高分辨红外辐射探测器地表温度数据在江苏地区1980—2009年间适用性评估

doi:10.18306/dlkxjz.2020.08.004

地理科学进展 ›› 2020, Vol. 39 ›› Issue (8): 1283-1295.doi: 10.18306/dlkxjz.2020.08.004

高分辨红外辐射探测器地表温度数据在江苏地区1980—2009年间适用性评估

史潇¹^,²^,³(), 王国杰³, 孙明², 李玉涛¹^,⁴, 王博妮¹^,², 沈婕⁵

1. 中国气象局交通气象重点开放实验室,南京 210008
2. 江苏省气象服务中心,南京 210008
3. 南京信息工程大学地理科学学院/气象灾害预报预警与评估协同创新中心,南京 210044
4. 江苏省气象信息中心,南京 210008
5. 南京师范大学虚拟地理环境教育部重点实验室,南京 210023

收稿日期:2019-06-25 修回日期:2019-11-22 出版日期:2020-08-28 发布日期:2020-10-28
作者简介:史潇(1989— ),女,江苏南京人,博士生,主要从事卫星遥感在陆表因子方面的应用研究。E-mail: 18801580429@163.com
基金资助:
江苏省气象局重点项目(KZ201902);江苏省气象局青年科研基金项目(KQ201907);江苏省气象局面上科研项目(KZ201906)

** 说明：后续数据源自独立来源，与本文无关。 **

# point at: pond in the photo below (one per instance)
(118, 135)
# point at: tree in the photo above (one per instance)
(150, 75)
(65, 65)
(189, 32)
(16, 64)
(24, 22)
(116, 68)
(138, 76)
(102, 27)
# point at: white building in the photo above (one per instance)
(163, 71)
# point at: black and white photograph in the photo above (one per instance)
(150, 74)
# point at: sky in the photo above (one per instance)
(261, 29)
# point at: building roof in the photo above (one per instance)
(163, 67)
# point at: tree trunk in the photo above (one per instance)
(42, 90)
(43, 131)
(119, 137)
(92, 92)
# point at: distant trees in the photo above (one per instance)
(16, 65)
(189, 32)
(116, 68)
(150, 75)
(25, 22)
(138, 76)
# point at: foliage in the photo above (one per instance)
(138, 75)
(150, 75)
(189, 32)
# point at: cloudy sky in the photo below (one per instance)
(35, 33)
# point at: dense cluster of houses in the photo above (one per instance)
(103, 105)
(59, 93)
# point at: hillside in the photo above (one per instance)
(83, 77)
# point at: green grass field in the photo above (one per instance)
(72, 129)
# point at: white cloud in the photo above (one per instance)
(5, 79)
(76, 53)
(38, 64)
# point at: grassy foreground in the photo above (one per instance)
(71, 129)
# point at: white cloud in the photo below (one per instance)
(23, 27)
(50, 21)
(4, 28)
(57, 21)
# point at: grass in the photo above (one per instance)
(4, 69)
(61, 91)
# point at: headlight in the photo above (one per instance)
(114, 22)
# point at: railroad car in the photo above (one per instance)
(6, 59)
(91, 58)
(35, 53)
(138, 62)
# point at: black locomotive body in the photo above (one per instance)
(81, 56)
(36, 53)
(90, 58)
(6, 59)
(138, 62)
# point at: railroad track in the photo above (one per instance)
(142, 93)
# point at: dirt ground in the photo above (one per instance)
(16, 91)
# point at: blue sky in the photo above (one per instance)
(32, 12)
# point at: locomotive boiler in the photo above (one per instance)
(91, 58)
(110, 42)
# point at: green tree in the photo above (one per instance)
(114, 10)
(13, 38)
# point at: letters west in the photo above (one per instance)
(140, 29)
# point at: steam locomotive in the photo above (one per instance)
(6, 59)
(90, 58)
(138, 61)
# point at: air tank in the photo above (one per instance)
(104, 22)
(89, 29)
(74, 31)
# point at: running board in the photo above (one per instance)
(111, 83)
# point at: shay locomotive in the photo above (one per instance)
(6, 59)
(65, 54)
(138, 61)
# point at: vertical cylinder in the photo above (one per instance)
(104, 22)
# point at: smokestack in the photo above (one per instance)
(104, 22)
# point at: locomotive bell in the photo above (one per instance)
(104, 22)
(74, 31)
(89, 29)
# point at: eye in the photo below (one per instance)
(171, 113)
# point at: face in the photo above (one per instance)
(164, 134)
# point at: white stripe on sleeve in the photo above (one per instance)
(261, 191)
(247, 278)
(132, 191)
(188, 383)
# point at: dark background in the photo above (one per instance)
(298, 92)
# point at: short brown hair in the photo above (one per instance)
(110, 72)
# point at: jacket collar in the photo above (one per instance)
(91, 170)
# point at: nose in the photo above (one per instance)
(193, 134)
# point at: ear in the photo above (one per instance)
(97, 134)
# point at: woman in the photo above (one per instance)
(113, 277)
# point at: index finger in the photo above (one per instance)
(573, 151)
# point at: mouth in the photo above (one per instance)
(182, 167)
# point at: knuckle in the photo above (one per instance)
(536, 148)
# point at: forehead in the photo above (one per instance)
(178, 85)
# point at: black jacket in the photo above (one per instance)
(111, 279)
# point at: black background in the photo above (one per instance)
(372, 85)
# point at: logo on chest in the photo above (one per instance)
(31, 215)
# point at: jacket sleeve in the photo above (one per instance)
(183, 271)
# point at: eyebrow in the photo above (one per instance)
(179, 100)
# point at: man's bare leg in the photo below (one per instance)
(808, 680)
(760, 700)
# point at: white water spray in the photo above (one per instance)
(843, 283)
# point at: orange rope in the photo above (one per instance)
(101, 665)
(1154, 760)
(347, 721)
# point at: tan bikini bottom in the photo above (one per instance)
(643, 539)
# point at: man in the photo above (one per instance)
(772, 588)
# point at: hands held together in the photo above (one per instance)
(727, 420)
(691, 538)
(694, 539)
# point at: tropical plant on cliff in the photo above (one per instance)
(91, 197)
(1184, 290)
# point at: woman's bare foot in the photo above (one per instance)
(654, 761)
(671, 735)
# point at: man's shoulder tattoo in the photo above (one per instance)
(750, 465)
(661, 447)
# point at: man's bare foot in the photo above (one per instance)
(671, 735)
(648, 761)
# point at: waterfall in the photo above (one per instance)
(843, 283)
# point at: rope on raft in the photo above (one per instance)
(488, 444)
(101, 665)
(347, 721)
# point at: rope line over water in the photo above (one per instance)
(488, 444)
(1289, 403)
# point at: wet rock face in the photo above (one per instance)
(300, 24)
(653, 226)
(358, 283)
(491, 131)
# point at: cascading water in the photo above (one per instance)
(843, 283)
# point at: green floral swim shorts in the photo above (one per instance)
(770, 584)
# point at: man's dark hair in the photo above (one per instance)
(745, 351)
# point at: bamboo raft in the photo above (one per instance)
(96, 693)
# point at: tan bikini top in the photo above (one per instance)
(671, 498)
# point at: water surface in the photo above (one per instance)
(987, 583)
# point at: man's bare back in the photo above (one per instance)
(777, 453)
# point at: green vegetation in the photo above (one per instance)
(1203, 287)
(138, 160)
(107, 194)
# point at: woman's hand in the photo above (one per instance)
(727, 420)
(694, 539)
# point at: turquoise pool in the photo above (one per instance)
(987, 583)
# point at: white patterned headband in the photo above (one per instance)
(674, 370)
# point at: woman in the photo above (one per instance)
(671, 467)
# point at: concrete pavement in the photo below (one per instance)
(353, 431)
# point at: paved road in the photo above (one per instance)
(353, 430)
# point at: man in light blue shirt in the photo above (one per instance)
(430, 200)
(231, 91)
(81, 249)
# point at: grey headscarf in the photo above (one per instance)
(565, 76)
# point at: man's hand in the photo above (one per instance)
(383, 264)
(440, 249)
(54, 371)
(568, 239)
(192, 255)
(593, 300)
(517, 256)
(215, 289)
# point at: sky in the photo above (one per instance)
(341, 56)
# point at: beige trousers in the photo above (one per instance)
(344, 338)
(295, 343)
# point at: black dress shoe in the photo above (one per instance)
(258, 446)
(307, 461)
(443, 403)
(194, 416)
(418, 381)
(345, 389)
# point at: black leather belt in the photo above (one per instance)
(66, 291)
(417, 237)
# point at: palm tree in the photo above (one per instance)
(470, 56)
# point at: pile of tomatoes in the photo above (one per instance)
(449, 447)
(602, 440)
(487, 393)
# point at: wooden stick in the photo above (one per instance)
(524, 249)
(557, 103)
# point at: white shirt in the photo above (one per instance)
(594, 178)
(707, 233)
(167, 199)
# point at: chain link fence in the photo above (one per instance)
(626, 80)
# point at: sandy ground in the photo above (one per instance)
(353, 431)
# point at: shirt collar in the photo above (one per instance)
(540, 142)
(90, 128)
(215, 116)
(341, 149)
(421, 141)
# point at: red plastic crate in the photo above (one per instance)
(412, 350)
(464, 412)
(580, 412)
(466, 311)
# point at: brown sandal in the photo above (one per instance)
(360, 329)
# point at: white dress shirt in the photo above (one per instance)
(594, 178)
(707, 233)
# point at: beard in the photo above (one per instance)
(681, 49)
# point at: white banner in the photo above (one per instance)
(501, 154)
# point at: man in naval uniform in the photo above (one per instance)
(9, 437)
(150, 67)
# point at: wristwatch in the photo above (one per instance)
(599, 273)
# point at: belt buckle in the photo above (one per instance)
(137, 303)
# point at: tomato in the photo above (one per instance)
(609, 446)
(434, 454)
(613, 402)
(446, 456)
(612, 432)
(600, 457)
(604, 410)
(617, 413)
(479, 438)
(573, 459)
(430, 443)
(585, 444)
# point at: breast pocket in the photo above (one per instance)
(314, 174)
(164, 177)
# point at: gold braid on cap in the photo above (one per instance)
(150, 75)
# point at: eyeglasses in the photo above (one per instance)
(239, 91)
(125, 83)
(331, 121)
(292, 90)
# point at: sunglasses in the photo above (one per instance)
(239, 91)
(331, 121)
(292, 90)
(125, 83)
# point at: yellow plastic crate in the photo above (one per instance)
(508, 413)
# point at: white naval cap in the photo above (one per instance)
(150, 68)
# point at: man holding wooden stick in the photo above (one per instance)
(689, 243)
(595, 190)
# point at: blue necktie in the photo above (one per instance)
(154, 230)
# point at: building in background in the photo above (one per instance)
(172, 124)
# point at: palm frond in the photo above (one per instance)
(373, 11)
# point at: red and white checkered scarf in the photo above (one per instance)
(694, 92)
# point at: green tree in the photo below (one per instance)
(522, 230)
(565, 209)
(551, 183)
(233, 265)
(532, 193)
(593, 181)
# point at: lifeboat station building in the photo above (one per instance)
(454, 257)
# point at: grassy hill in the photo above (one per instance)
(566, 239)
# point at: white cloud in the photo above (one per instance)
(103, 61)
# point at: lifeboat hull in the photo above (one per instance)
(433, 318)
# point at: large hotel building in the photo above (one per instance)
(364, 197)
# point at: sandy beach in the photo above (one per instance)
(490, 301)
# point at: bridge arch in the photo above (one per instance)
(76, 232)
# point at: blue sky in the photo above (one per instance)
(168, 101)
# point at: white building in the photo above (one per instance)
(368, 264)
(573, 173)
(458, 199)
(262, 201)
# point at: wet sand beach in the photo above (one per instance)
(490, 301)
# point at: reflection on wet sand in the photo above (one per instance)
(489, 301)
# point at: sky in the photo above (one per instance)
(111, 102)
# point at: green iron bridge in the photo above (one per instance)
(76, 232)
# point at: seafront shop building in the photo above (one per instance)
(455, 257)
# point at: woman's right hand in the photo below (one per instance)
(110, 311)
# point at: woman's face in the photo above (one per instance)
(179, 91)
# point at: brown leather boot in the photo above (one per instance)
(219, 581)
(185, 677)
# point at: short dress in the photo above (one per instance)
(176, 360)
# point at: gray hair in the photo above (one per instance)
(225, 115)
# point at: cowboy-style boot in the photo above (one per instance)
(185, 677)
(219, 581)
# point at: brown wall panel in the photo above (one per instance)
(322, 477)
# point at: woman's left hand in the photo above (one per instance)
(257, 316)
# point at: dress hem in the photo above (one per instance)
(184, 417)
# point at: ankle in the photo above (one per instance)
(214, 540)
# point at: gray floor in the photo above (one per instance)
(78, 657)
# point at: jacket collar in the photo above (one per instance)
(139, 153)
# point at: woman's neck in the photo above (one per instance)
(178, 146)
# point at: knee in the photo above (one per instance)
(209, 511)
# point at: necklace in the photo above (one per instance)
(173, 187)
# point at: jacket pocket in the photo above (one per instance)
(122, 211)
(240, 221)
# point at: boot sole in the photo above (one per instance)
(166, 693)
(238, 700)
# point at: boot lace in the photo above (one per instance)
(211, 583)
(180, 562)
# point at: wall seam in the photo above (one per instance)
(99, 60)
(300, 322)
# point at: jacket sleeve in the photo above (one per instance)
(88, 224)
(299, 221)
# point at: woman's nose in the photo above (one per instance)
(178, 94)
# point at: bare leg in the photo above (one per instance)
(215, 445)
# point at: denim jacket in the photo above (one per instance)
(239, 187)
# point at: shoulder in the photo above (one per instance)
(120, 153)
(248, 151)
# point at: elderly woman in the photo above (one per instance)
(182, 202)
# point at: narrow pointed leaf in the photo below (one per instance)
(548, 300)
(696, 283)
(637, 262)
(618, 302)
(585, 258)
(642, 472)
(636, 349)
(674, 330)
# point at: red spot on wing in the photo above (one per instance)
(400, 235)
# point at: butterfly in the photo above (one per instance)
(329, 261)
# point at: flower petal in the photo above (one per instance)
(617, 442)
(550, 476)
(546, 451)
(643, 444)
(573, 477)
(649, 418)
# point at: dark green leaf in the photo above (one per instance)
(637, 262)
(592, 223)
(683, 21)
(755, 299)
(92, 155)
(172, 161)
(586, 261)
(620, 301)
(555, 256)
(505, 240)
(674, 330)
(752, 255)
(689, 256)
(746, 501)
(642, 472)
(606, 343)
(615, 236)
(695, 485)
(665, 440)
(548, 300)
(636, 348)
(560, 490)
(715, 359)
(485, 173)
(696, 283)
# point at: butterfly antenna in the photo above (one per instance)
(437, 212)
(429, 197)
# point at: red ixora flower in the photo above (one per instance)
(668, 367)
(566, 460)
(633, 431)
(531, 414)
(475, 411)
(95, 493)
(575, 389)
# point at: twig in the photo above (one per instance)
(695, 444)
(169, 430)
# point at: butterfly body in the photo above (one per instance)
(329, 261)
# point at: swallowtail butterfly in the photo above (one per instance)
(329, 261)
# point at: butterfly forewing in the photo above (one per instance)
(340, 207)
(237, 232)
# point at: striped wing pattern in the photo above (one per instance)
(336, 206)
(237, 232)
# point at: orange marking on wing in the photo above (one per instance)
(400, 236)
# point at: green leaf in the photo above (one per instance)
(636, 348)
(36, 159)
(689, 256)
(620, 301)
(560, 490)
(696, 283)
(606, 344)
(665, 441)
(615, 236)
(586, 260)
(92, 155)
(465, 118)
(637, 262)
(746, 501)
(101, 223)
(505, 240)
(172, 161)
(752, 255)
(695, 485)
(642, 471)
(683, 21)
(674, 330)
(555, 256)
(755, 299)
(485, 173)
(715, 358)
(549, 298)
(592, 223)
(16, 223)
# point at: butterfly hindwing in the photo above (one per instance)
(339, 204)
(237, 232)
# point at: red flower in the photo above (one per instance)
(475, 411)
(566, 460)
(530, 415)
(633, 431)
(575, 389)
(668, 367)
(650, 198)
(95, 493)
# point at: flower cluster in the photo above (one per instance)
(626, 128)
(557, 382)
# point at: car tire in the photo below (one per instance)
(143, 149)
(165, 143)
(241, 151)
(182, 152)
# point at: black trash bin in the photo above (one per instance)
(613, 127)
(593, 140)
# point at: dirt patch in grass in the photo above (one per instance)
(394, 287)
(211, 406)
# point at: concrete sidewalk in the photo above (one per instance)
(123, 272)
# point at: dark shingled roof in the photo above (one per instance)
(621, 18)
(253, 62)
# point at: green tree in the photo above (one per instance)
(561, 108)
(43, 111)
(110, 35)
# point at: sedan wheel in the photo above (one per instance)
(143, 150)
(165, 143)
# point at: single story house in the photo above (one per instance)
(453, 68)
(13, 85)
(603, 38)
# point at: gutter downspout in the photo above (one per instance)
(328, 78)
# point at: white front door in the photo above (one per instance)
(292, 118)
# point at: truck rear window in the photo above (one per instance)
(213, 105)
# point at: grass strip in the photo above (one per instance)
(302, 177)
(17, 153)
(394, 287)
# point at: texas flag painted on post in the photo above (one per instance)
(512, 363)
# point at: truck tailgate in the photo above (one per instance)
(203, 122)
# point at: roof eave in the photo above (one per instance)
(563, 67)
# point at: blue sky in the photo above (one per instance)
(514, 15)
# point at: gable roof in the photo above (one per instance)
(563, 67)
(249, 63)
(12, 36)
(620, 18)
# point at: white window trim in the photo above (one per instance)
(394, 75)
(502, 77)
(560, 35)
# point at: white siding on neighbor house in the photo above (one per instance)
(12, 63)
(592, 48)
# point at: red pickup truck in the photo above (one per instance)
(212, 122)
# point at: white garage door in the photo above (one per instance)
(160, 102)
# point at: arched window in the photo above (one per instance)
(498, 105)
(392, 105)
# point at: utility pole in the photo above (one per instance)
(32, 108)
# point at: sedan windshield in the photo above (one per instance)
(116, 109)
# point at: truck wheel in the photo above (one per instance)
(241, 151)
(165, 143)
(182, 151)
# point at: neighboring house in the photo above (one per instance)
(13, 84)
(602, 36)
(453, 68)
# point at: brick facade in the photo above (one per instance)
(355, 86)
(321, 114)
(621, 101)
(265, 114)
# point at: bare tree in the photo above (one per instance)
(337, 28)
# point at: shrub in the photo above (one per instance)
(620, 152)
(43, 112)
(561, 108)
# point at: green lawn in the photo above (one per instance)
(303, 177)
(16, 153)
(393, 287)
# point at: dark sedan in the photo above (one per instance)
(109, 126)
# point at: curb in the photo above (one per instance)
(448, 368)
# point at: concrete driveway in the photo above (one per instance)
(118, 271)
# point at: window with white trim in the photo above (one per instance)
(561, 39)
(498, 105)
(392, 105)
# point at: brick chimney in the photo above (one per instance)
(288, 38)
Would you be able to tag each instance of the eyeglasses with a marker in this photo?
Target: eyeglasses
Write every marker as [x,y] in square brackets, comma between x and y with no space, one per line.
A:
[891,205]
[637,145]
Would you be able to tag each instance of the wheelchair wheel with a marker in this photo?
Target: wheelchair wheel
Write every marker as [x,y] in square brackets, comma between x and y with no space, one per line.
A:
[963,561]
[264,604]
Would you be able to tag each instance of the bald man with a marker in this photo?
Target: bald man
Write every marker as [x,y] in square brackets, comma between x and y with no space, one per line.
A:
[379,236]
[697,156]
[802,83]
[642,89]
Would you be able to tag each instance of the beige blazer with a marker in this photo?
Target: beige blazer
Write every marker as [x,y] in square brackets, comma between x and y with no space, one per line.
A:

Evaluation of the long-term high-resolution infrared radiation sounder land surface temperature during 1980-2009 in Jiangsu Province, China

SHI Xiao¹^,²^,³(), WANG Guojie³, SUN Ming², LI Yvtao¹^,⁴, WANG Boni¹^,², SHEN Jie⁵

1. Key Laboratory of Transportation Meteorology, China Meteorological Administration, Nanjing 210008, China
2. Jiangsu Meteorological Bureau, Meteorological Services Center, Nanjing 210008, China
3. School of Geographical Sciences, Nanjing University of Information Science & Technology, Collabrative Innovation Center on Forecast and Evaluation of Meteorological Disasters, Nanjing 210044, China
4. Jiangsu Meteorological Bureau, Meteorological Information Center, Nanjing 210008, China
5. Key Laboratory of Virtual Geographic Environment (Nanjing Normal University), Ministry of Education, Nanjing 210023, China

Received:2019-06-25 Revised:2019-11-22 Online:2020-08-28 Published:2020-10-28
Supported by:
Key Project of Jiangsu Province Meteorological Bureau Foundation(KZ201902);Jiangsu Province Meteorological Bureau Foundation for the Youth(KQ201907);Jiangsu Province Meteorological Bureau General Foundation(KZ201906)

摘要/Abstract

摘要：

地表温度在物理和生物过程中起着关键作用,也是评价地表热环境的重要指标。因此,了解地表温度时空变化对城市热岛监测及生态质量的评价具有重要意义。高分辨红外辐射探测器地表温度(HIRS LST)是目前时间尺度最长的全球逐小时地温数据集。为了解江苏省地表温度的时空分布情况并研究HIRS LST数据在江苏的适用性,论文选择江苏省1980—2009年49个站点的实测地表温度数据,利用相关系数、偏差、非偏性均方根误差等方法,对HIRS产品从多角度进行了验证。结果表明,HIRS地表温度与站点地表温度数据有较好的一致性。两者相关系数在整个区域都高于0.98,2种数据的距平相关系数在0.65~0.80之间。两者偏差和非偏性均方根误差表明,HIRS的数据在江苏北部和南部部分地区低估了地表温度,主要原因是其对高于32 ℃的地温事件发生次数存在较大程度的低估。然而,HIRS LST在很大程度上高估了在20~30 ℃之间的较高温日数。在年际变化方面,HIRS LST与观测数据在春季的相关性最高,冬季最低。趋势检验表明,2种数据在春、秋、冬3个季节均呈现出明显的增长趋势,增温趋势呈现出相似的空间变化。但是,该地区夏季的地表温度长期趋势被明显高估,HIRS数据并未反映出该地区北部大面积的降温趋势,而在其他季节的地表温度被低估。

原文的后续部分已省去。